Directed by Seth Gordon (of Horrible Bosses fame) and co-starring Jason Bateman, this is a largely obnoxious vehicle that annoys on its own terms while also stealing from the make-up of at least two other movies (Planes, Trains & Automobiles and Midnight Run).

In trying to be edgy and in the moment (the film is also set against the backdrop of the economic recession) it only feels more insulting when it eventually runs out of risk and opts for standard Hollywood convention.

The plot follows endearing everyman Sandy (Bateman) as he discovers his identity has been stolen just as he quits his under-appreciated job to help set up a rival firm and is expecting his third kid.

After being informed there is very little the police can do unless he can bring the thief back home to Denver, Sandy heads to Florida to entrap ‘Sandy’ (McCarthy), the larger-than-life chancer who is threatening to cost him everything.

But bringing her back proves more difficult than it seems, particularly as she also has two contract killers (TI and Genesis Rodriguez) and a bounty hunter (Robert Patrick) on her trail.

To be fair, Gordon’s film isn’t a complete write-off. Bateman is always watchable, there’s one or two decent exchanges between him and McCarthy and the odd snigger inducing mishap.

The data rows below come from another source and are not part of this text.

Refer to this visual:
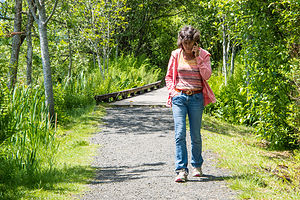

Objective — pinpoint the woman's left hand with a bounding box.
[192,43,200,57]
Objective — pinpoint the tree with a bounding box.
[26,4,36,85]
[27,0,58,120]
[8,0,22,89]
[77,0,127,77]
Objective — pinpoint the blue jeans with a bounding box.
[172,93,204,172]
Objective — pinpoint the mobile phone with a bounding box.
[193,42,198,56]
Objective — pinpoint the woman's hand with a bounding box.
[192,43,200,57]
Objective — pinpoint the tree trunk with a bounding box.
[8,0,22,89]
[67,26,73,78]
[96,52,104,79]
[230,42,236,76]
[27,0,58,122]
[26,11,34,85]
[222,15,227,85]
[38,5,55,120]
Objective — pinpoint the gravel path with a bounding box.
[82,107,236,200]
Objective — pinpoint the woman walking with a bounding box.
[165,26,216,182]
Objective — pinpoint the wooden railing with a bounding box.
[94,81,163,104]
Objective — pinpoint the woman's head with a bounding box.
[177,26,200,50]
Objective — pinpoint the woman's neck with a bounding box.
[183,51,195,60]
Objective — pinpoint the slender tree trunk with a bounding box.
[230,42,236,76]
[67,26,73,78]
[226,33,231,71]
[27,0,58,122]
[222,15,227,85]
[38,5,55,120]
[96,53,104,78]
[26,11,34,85]
[8,0,22,89]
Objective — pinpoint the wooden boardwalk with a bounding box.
[110,87,168,106]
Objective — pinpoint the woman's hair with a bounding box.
[177,26,200,48]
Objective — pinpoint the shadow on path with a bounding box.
[91,162,166,184]
[103,107,174,134]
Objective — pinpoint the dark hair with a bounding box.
[177,26,200,48]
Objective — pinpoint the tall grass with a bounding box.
[54,55,161,122]
[0,81,58,199]
[0,55,160,199]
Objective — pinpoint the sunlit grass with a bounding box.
[0,104,104,199]
[202,116,300,200]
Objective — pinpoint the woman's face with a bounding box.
[182,40,195,53]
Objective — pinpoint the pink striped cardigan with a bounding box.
[165,48,216,107]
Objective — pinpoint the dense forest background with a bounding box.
[0,0,300,197]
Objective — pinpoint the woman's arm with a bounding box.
[165,54,177,97]
[196,49,211,80]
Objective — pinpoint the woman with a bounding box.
[165,26,216,182]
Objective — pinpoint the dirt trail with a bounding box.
[82,106,236,200]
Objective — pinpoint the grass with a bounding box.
[0,105,105,199]
[202,115,300,200]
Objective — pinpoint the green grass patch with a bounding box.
[202,115,300,200]
[0,105,105,199]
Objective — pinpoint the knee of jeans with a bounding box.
[175,134,185,144]
[191,134,202,143]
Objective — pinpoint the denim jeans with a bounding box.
[172,93,204,172]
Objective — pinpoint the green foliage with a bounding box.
[54,55,160,122]
[0,81,58,199]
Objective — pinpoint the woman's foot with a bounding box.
[192,167,203,177]
[175,169,188,182]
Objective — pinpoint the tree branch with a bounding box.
[27,0,39,23]
[149,10,186,21]
[45,0,58,24]
[0,16,14,20]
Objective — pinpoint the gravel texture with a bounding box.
[81,107,236,200]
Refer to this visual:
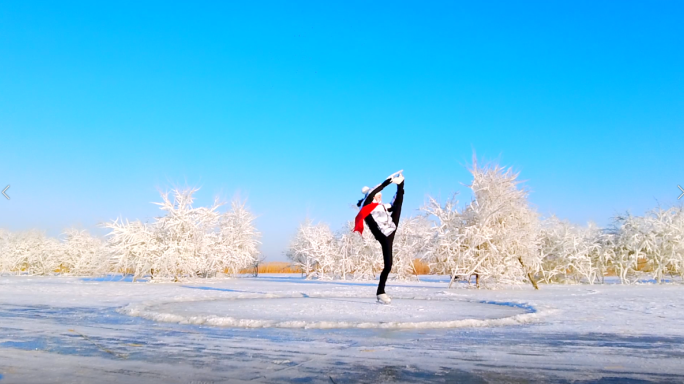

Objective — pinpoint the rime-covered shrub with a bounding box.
[105,189,260,280]
[423,163,541,285]
[57,228,111,276]
[287,220,341,279]
[539,216,610,284]
[612,206,684,283]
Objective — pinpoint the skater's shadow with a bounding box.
[181,285,267,295]
[306,297,376,305]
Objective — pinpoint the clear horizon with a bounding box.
[0,1,684,261]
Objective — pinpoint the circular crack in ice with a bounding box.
[120,297,538,328]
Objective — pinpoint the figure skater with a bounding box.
[354,171,404,304]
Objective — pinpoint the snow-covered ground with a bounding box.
[0,275,684,384]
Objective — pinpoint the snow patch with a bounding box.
[119,295,545,329]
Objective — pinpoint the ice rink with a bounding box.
[0,275,684,383]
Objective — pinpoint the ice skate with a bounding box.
[378,293,392,304]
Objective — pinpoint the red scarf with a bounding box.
[353,203,378,235]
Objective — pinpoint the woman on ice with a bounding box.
[354,171,404,304]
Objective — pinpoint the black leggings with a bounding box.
[374,182,404,295]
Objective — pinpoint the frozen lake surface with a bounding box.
[0,275,684,384]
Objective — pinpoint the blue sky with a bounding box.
[0,1,684,260]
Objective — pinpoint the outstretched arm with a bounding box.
[359,177,392,208]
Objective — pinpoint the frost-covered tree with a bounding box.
[57,228,111,276]
[423,162,541,287]
[105,189,260,280]
[287,220,339,279]
[287,217,431,280]
[613,206,684,283]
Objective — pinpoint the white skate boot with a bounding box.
[378,293,392,304]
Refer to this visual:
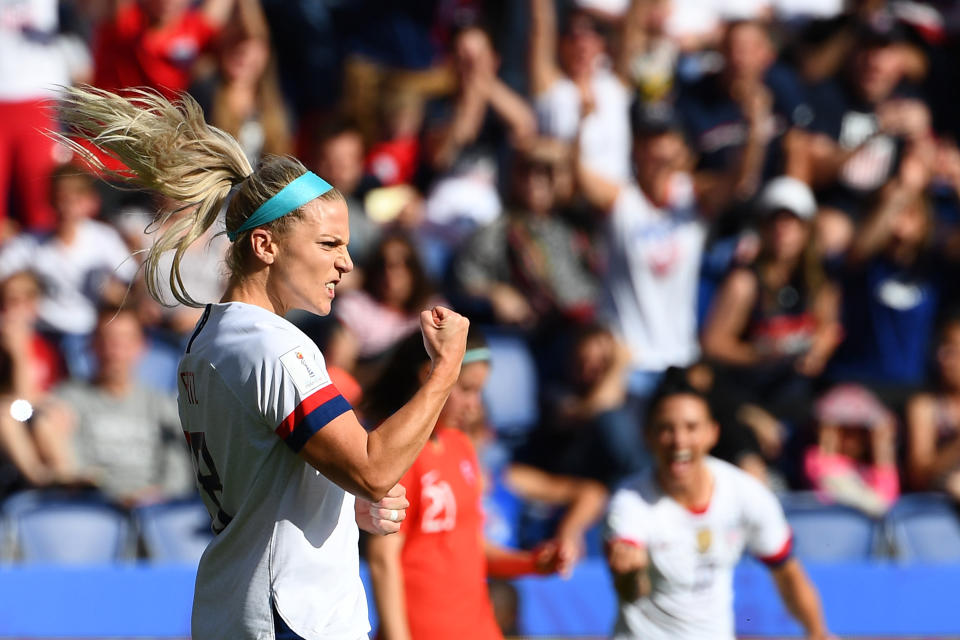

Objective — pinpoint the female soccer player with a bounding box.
[364,331,572,640]
[607,369,829,640]
[61,88,468,640]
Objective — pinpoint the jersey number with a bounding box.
[186,431,233,533]
[420,474,457,533]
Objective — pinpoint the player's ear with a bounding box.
[707,420,720,451]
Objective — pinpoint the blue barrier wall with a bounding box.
[0,560,960,638]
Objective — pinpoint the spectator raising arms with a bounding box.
[528,0,634,182]
[190,1,293,165]
[577,105,755,397]
[906,316,960,503]
[0,165,137,377]
[93,0,242,98]
[702,176,841,452]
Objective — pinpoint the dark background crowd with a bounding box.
[0,0,960,568]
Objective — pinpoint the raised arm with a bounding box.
[300,307,470,502]
[771,558,830,640]
[527,0,560,98]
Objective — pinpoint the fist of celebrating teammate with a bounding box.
[420,306,470,375]
[354,484,410,536]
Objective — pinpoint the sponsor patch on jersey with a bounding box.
[280,348,330,395]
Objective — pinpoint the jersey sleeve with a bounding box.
[259,345,352,453]
[740,477,793,567]
[606,486,650,547]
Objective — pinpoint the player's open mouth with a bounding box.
[670,449,693,474]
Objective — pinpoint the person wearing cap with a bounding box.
[803,16,931,254]
[804,383,900,518]
[677,20,811,198]
[60,87,469,640]
[701,176,841,450]
[574,103,764,401]
[361,330,573,640]
[453,138,598,330]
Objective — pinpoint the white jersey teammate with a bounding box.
[60,87,469,640]
[607,370,828,640]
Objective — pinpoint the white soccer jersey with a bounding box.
[603,174,707,371]
[607,458,791,640]
[178,302,370,640]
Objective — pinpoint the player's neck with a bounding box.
[657,462,713,512]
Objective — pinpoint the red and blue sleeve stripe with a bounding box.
[276,384,352,453]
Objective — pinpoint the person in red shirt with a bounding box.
[364,329,566,640]
[93,0,239,100]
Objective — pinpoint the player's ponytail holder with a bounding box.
[227,171,333,242]
[463,347,490,364]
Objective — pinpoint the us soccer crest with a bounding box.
[697,527,713,553]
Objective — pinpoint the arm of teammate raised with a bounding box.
[770,558,831,640]
[300,307,470,502]
[367,534,411,640]
[607,539,650,602]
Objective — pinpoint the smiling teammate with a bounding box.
[607,369,829,640]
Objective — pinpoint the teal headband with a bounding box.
[227,171,333,242]
[463,347,490,364]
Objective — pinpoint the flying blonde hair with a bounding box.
[54,85,343,307]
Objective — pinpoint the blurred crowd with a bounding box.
[0,0,960,560]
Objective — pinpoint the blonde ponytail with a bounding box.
[57,86,343,307]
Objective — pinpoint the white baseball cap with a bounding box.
[757,176,817,220]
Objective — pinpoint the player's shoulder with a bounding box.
[706,456,776,504]
[208,302,316,361]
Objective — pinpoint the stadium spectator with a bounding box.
[528,0,633,183]
[423,26,536,244]
[828,143,956,404]
[576,105,749,398]
[54,88,469,638]
[906,316,960,503]
[32,307,192,506]
[607,372,829,640]
[0,271,64,493]
[808,20,930,254]
[453,139,598,332]
[327,233,440,385]
[93,0,240,99]
[804,384,900,517]
[363,331,565,640]
[620,0,680,102]
[677,20,811,199]
[190,2,293,165]
[702,176,842,454]
[0,0,90,235]
[0,165,137,377]
[366,91,424,186]
[514,325,648,488]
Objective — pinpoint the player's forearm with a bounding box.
[774,559,828,638]
[367,362,460,502]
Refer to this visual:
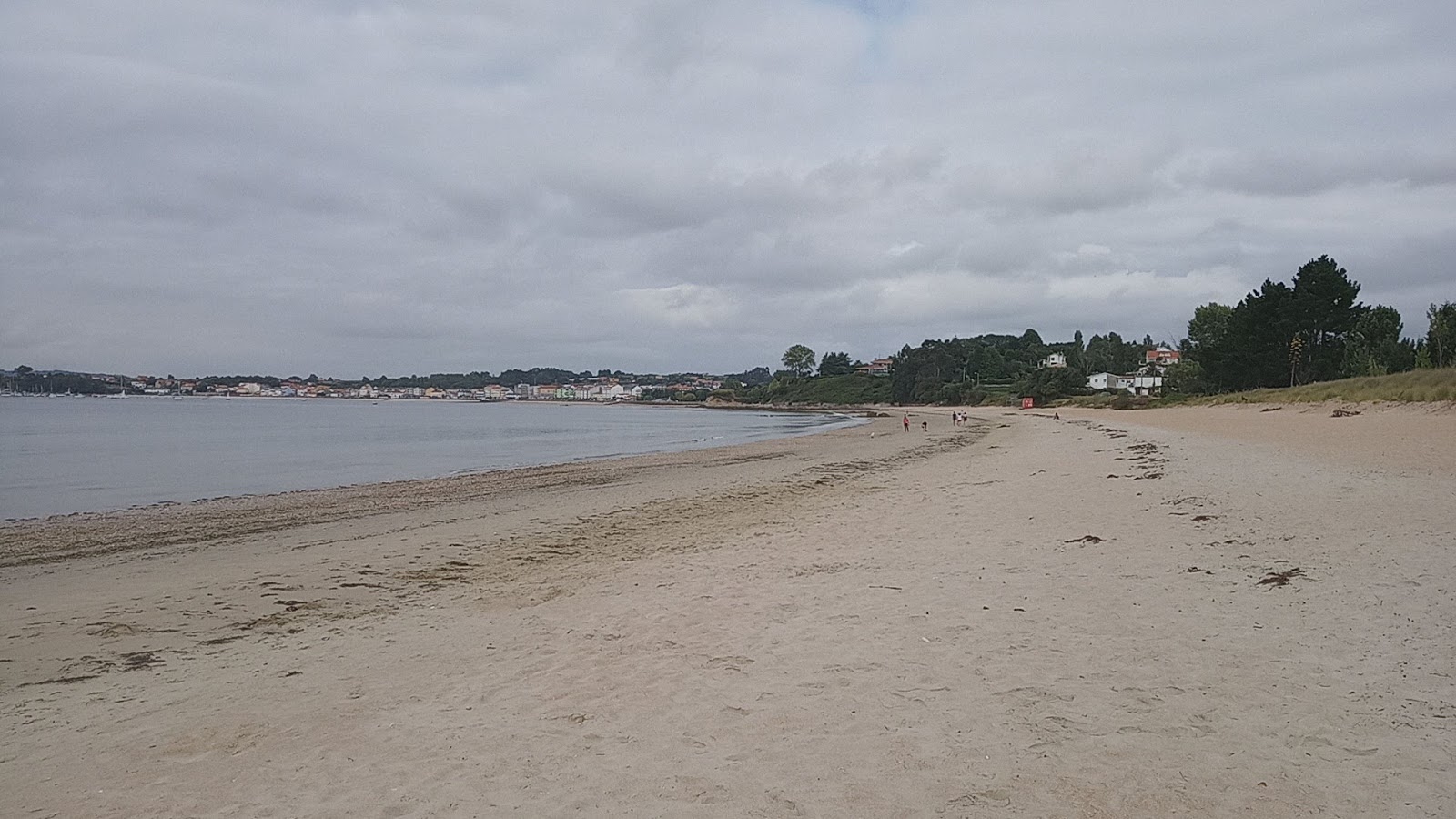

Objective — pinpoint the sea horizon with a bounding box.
[0,395,861,521]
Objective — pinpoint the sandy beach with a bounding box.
[0,405,1456,817]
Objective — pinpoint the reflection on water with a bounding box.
[0,397,859,518]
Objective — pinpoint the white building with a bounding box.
[1087,373,1133,392]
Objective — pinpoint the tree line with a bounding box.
[766,255,1456,405]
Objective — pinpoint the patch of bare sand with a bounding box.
[1058,400,1456,477]
[0,412,1456,817]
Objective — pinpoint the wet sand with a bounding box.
[0,407,1456,817]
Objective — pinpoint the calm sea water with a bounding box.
[0,397,859,519]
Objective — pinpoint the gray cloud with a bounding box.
[0,0,1456,376]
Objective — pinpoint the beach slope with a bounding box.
[0,408,1456,817]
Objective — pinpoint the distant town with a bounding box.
[0,359,891,402]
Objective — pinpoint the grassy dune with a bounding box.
[1189,368,1456,404]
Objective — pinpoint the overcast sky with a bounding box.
[0,0,1456,378]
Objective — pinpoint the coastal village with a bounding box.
[0,347,1181,402]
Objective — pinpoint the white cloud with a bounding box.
[0,0,1456,375]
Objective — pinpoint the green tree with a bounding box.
[1425,301,1456,368]
[1293,255,1366,380]
[820,353,854,378]
[1342,305,1415,376]
[782,344,814,378]
[1188,301,1233,352]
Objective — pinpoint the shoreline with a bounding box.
[0,397,871,521]
[0,408,932,569]
[0,408,1456,819]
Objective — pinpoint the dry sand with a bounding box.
[0,407,1456,817]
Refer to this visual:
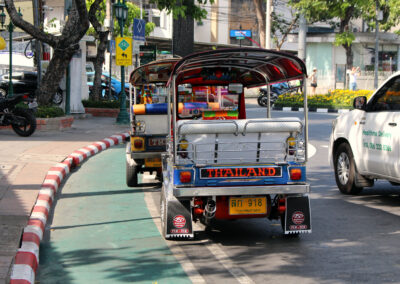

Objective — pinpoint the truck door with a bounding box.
[360,76,400,177]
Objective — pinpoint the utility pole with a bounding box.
[265,0,272,49]
[106,0,114,98]
[374,0,379,89]
[298,14,307,62]
[33,0,43,88]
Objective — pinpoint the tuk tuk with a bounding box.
[160,48,311,239]
[126,58,178,187]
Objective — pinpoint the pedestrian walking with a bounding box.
[349,66,360,91]
[310,68,318,95]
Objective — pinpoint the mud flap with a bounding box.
[165,198,194,239]
[284,196,311,234]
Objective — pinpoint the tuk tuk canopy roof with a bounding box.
[168,48,307,87]
[129,58,180,86]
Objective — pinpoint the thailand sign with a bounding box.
[229,30,251,39]
[115,37,132,66]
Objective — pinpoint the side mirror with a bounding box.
[353,96,367,110]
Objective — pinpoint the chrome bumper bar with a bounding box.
[131,152,165,159]
[174,184,310,197]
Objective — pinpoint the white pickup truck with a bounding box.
[329,72,400,194]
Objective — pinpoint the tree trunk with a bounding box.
[92,32,111,101]
[172,0,194,57]
[36,47,78,105]
[342,44,353,69]
[253,0,265,48]
[4,0,90,105]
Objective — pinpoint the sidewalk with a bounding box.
[0,117,129,284]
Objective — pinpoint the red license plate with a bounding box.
[149,138,165,147]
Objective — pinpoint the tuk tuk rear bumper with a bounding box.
[173,184,310,197]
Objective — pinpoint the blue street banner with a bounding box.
[133,19,146,41]
[229,30,251,39]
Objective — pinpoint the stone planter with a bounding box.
[85,107,119,117]
[85,107,129,117]
[36,116,74,131]
[0,116,74,131]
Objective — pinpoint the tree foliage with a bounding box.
[271,1,300,50]
[290,0,400,67]
[5,0,94,105]
[150,0,214,21]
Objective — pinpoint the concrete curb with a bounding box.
[10,133,129,284]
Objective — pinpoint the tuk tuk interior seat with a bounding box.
[177,118,303,164]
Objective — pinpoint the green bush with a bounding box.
[35,106,65,118]
[82,100,129,108]
[275,89,373,109]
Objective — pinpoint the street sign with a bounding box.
[229,30,251,39]
[132,40,145,54]
[133,19,146,41]
[115,37,132,66]
[139,45,157,65]
[108,40,115,52]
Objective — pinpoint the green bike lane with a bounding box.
[36,145,191,284]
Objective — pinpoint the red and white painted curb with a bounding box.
[10,133,129,284]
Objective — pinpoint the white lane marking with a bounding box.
[143,178,206,284]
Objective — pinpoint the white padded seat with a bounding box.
[177,118,302,164]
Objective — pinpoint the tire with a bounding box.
[280,214,300,238]
[126,161,138,187]
[0,88,7,99]
[51,88,63,105]
[334,143,363,194]
[11,108,36,137]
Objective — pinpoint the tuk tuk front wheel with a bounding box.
[126,161,138,187]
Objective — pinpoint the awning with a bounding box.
[129,58,180,86]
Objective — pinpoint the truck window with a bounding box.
[370,77,400,111]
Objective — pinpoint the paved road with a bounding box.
[38,109,400,283]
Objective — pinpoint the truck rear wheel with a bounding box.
[334,143,363,194]
[126,161,138,187]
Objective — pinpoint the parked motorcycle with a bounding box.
[0,94,37,137]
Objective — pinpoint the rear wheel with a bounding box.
[334,143,363,194]
[126,161,138,187]
[11,108,36,137]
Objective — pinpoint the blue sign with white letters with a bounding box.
[229,30,251,39]
[133,19,146,41]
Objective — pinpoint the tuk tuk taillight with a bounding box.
[289,168,301,180]
[131,137,144,151]
[179,171,192,183]
[286,136,296,155]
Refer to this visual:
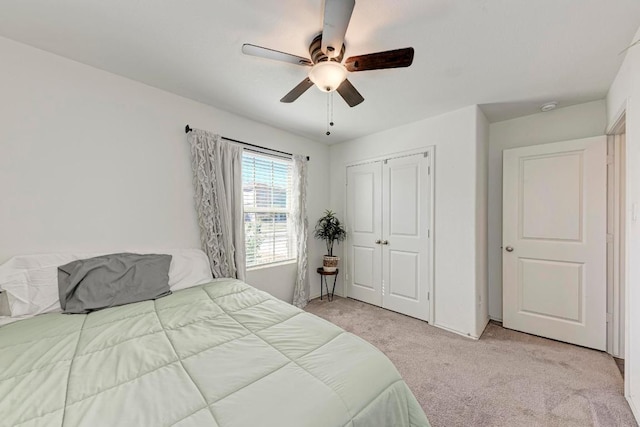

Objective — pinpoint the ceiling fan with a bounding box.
[242,0,413,107]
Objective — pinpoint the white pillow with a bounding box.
[0,249,213,317]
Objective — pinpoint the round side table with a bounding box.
[316,267,340,301]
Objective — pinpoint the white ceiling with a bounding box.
[0,0,640,143]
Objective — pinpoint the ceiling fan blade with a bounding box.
[242,43,313,66]
[344,47,413,71]
[280,77,313,103]
[321,0,356,58]
[336,80,364,107]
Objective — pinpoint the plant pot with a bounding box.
[322,255,340,273]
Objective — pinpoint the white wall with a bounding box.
[0,38,329,301]
[330,106,484,336]
[475,108,489,337]
[488,100,607,320]
[607,24,640,420]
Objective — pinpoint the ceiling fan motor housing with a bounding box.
[309,33,344,64]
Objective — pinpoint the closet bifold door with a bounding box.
[347,162,382,306]
[381,153,431,321]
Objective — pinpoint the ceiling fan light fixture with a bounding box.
[309,61,347,92]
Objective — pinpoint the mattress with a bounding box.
[0,279,429,427]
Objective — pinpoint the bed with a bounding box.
[0,272,429,427]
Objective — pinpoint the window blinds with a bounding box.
[242,150,295,267]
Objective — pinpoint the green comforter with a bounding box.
[0,279,429,427]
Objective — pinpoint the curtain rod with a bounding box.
[184,125,311,161]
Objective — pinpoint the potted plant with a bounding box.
[313,209,347,272]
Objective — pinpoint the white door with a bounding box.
[347,162,382,306]
[382,154,431,320]
[502,137,607,350]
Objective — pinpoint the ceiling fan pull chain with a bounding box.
[329,92,333,126]
[327,92,331,136]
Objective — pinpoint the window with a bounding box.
[242,151,296,267]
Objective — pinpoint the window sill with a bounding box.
[247,259,298,272]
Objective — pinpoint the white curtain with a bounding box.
[292,155,309,308]
[188,129,245,280]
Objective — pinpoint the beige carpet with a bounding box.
[306,297,637,427]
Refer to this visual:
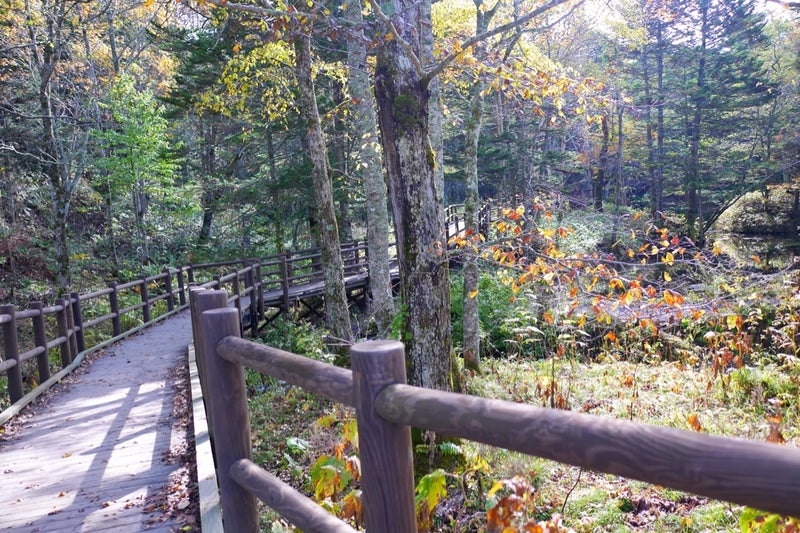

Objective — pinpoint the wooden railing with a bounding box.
[0,242,367,426]
[192,290,800,533]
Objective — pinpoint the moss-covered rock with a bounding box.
[711,184,800,235]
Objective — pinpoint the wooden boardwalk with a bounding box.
[0,311,192,533]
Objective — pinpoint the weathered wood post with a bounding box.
[244,261,258,337]
[55,299,72,368]
[70,292,86,353]
[231,270,244,336]
[64,296,78,362]
[162,267,175,311]
[0,304,23,403]
[256,262,266,320]
[139,276,150,324]
[197,291,258,533]
[178,267,186,307]
[189,286,223,450]
[30,302,50,383]
[281,252,290,312]
[108,281,122,337]
[350,341,417,533]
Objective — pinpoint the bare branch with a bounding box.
[369,0,425,78]
[424,0,583,81]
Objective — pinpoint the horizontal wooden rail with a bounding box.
[217,336,355,407]
[375,385,800,514]
[230,459,356,533]
[193,291,800,533]
[0,237,390,425]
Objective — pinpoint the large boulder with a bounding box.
[711,184,800,236]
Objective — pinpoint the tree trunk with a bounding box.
[592,115,611,213]
[294,32,353,345]
[345,2,394,331]
[462,0,494,370]
[420,0,445,206]
[684,0,709,241]
[375,0,452,390]
[462,80,484,370]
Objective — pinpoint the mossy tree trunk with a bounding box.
[294,31,353,344]
[345,2,394,330]
[375,0,452,390]
[462,0,499,370]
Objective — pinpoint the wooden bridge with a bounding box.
[0,201,800,533]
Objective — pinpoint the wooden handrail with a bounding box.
[0,236,388,425]
[193,291,800,533]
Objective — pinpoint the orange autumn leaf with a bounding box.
[767,415,786,444]
[687,413,703,431]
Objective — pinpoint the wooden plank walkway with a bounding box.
[0,311,192,533]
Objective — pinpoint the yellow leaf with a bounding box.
[687,413,703,431]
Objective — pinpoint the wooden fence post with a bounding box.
[70,292,86,353]
[350,341,417,533]
[108,281,122,337]
[64,296,78,362]
[30,302,50,383]
[178,267,186,307]
[141,276,150,324]
[56,299,72,368]
[189,286,223,448]
[197,291,258,533]
[256,262,266,320]
[162,267,175,311]
[244,261,258,337]
[0,304,23,403]
[231,270,244,336]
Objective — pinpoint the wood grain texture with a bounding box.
[230,459,358,533]
[350,341,417,533]
[197,304,258,533]
[217,336,355,407]
[375,385,800,516]
[0,313,190,533]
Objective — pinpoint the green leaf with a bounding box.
[414,468,447,512]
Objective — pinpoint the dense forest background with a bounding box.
[0,0,800,301]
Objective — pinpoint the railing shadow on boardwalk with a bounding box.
[191,291,800,533]
[0,198,493,420]
[0,242,397,426]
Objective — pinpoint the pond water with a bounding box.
[708,233,800,269]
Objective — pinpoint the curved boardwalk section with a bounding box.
[0,311,191,533]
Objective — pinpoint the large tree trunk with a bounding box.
[462,0,494,370]
[294,32,353,345]
[684,0,709,242]
[345,2,394,331]
[375,0,452,390]
[420,0,445,205]
[462,81,484,370]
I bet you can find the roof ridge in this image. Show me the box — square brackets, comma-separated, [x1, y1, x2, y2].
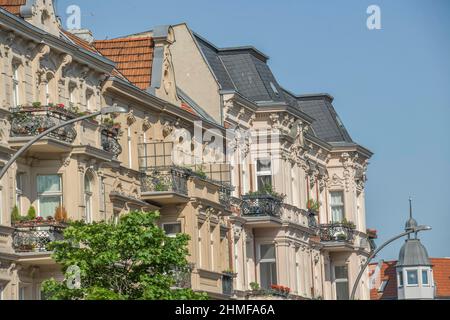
[94, 36, 153, 43]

McCarthy, too, gets one genuinely dramatic moment to extend her range, which she grabs with aplomb.

But therein lies another of the film’s big problems – it’s halfway point decision to try and make audiences sympathise with a character who, by rights, doesn’t really deserve the time of day.

In doing so, it kind of reduces the frustrations of Bateman’s character and trivialises a crime that is all too real, especially in the way it targets real-life, struggling victims.

But this is only a comedy I hear you say! True… but with mean-spirited jokes that barely tickle the funny bone, a host of starry support and cameos who are largely wasted and the near-constant feeling that you’ve seen this kind of thing done better before, it’s harder to forgive Identity Thief its many sins.

At close to two hours as well, it’s also a very tedious experience to be conned by.